The Canada Malting site along the Lachine Canal in St. Henri has been abandoned for more than 40 years.

Developers want condos; the community wants to take it back. All the while, the site is stagnant and slowly falling to ruin.

Since its abandonment, the site is blanketed by graffiti – some consider it too dangerous to enter, and its presence has been the topic of many heated debates.

“It’s been difficult—ultimately there’s a lot of elements involved in this project that have to be taken into consideration,” explained Noam Schnitzer of Renwick Development.

One of those elements is the consideration of how to develop the site while maintaining both its historical significance, and the needs of its surrounding community.

Schnitzer is pushing for the development of more parks, artistic spaces, and social housing.

“It is a community project : this is a social impact development, pure and simple,” he said. “The prevision of the 175 family condos should have been seen only as the facilitator in all of this, in our bid to show a private development group can address social requirements in a sustainable manner.”

The borough has told the developer it will examine the proposal.

Of the 240 units, 64 would be set aside exclusively for low-cost housing – an initiative included within the project’s $45 million price tag.

A Nous la Malting – or ‘take back the Malting – is a community group in St. Henri that’s been crusading for the silo’s redevelopment through a public project.

In a statement, the borough said it supports a preliminary project presented by A Nous la Malting – but the remaining question is how to fund it.

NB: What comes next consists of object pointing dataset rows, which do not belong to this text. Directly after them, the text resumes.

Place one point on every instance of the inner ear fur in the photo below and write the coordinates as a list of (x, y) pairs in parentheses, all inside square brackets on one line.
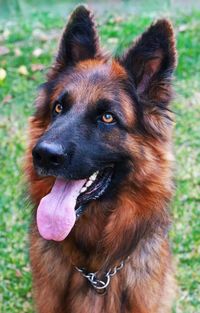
[(79, 41), (150, 63), (152, 58)]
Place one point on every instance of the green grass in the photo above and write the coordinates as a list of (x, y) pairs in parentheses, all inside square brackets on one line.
[(28, 33)]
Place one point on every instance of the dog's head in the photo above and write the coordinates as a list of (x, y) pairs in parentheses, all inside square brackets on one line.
[(101, 112)]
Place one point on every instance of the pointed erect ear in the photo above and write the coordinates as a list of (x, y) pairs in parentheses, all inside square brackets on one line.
[(79, 40), (151, 60)]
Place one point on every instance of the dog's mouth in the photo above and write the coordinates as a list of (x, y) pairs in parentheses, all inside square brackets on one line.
[(95, 186), (57, 211)]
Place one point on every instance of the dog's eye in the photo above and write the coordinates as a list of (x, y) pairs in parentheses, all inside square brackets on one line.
[(58, 108), (108, 118)]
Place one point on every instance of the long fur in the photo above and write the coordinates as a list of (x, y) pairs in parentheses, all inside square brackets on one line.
[(135, 222)]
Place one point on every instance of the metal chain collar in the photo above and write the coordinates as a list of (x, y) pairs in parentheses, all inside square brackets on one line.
[(100, 285)]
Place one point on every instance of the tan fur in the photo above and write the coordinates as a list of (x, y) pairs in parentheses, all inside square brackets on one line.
[(107, 231)]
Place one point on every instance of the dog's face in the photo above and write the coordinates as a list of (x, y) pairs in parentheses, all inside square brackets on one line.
[(101, 111)]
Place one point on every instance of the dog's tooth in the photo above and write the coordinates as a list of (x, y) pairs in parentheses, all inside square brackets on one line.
[(89, 183), (94, 176), (83, 189)]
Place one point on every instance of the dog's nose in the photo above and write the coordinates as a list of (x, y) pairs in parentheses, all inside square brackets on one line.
[(48, 154)]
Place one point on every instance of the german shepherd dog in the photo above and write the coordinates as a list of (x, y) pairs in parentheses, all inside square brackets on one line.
[(99, 167)]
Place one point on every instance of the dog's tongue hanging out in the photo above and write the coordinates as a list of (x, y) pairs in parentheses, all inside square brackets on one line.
[(56, 212)]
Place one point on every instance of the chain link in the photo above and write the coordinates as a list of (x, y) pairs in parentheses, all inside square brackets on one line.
[(100, 284)]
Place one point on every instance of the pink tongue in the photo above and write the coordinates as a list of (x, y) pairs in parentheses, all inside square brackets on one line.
[(56, 212)]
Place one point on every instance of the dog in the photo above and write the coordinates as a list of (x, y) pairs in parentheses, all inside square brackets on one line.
[(100, 173)]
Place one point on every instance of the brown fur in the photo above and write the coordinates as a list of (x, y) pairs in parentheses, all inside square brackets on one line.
[(134, 224)]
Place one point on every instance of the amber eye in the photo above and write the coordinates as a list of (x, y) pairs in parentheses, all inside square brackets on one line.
[(107, 118), (58, 108)]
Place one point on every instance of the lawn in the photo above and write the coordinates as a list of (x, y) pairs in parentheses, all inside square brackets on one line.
[(28, 41)]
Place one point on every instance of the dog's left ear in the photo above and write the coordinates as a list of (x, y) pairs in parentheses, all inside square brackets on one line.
[(79, 40), (151, 60)]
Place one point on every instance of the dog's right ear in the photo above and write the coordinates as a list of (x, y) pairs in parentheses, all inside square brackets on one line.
[(79, 40)]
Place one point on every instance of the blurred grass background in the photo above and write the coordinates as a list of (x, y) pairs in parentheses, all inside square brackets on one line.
[(29, 33)]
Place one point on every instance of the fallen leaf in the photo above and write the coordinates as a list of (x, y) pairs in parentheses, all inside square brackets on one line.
[(37, 52), (4, 50), (23, 70), (37, 67), (17, 52), (2, 74), (113, 40), (182, 28), (6, 99), (40, 35)]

“At the end of the day, it’s going to require public funds, so we’re really hoping that the city, the province, and the federal government will chip in the funds for the project, and we can do our own fundraising for the project,” said Shannon Franssen of Solidarite St. Henri, a community group campaigning to increase quality of live for residents of the borough.

One artist mentioned that the restoration of the silos will add to its historical and artistic value.

“It’s not about money – it’s about sharing a historical piece and keeping an art value to it,” they explained.